Lynch Law and Summary Executions in Rebel-Held Libya
by BAR executive editor Glen Ford
“Dozens of Chadians have been ‘singled out’ and ‘executed,’ falsely accused of acting as mercenaries for Muammar Gaddafi’s regime, according to Chad.”
The African nation of Chad has called on Libya’s Euro-American “humanitarian” overseers to protect Chadian citizens from lynching at the hands of rebels backed by the West. The government in N’Djamena, which certainly has no interest in antagonizing the Euro-American juggernaut that has assumed a “responsibility to protect” whomever it designates as “civilians” in the territory of its northern neighbor, issued a formal request for “international coalition forces involved in Libya and international human rights organizations to stop these abuses against Chadians and other migrant Africa workers." Dozens of Chadians have been “singled out” and “executed,” falsely accused of acting as mercenaries for Muammar Gaddafi’s regime, according to Chad, 300,000 of whose citizens were among the 1.5 million black African migrant laborers in Libya at the time of the February revolt.

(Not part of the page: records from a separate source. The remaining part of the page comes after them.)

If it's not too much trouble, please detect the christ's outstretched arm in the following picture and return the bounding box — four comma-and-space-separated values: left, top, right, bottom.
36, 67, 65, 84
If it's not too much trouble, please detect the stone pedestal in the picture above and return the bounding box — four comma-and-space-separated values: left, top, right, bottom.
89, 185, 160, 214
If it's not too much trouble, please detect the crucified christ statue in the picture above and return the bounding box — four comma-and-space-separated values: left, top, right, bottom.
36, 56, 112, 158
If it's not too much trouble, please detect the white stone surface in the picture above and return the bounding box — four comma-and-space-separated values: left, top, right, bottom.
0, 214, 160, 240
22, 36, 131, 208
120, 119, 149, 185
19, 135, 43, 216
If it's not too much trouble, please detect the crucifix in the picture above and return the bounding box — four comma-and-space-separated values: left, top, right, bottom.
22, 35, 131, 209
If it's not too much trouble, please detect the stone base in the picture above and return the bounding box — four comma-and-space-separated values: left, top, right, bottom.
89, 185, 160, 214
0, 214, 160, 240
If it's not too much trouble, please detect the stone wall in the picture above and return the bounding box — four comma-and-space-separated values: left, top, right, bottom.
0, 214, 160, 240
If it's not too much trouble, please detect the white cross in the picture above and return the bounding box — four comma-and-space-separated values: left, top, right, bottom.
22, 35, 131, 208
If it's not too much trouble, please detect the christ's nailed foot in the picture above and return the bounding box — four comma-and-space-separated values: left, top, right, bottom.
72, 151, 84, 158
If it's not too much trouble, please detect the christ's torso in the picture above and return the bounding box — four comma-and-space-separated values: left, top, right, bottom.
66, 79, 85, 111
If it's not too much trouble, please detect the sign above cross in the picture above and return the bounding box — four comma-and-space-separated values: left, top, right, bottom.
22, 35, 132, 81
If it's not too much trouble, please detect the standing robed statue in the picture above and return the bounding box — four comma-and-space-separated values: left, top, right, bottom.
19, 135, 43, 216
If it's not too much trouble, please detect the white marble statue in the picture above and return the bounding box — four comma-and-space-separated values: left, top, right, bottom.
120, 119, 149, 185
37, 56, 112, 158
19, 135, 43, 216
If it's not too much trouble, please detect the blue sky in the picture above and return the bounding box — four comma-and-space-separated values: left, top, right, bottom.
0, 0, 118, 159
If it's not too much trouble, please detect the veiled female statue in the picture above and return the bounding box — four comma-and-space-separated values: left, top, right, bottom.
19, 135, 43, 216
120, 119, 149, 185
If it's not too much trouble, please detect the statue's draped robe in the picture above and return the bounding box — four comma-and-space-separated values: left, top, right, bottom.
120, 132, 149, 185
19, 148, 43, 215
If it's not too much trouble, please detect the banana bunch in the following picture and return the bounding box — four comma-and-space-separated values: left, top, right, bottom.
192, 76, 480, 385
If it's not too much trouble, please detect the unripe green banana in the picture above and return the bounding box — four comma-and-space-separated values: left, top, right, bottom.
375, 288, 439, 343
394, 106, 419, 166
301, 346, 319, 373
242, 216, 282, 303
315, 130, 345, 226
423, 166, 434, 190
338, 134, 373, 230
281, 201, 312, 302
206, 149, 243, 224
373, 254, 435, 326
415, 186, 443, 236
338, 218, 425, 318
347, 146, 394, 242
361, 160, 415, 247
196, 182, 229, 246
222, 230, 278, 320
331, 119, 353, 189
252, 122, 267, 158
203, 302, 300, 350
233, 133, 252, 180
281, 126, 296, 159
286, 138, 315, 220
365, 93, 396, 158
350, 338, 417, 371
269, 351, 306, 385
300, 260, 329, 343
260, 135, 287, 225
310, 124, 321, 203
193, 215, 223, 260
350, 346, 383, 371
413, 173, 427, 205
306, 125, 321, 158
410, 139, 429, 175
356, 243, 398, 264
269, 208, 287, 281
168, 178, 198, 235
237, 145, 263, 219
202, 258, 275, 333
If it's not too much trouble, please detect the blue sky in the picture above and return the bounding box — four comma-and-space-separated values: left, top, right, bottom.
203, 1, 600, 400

Numerous reports from migrant workers who escaped from rebel-held areas indicate hundreds of black Africans have been lynched, including black Libyan citizens. (See “Race and Arab Nationalism in Libya,” BAR, March 9.) A Turkish oil worker related an especially horrific account to NPR: “We left behind our friends from Chad. We left behind their bodies,” he said. “We had 70 or 80 people from Chad working for our company. They cut them dead with pruning shears and axes, attacking them, saying you're providing troops for Gadhafi. The Sudanese, the Chadians were massacred. We saw it ourselves.”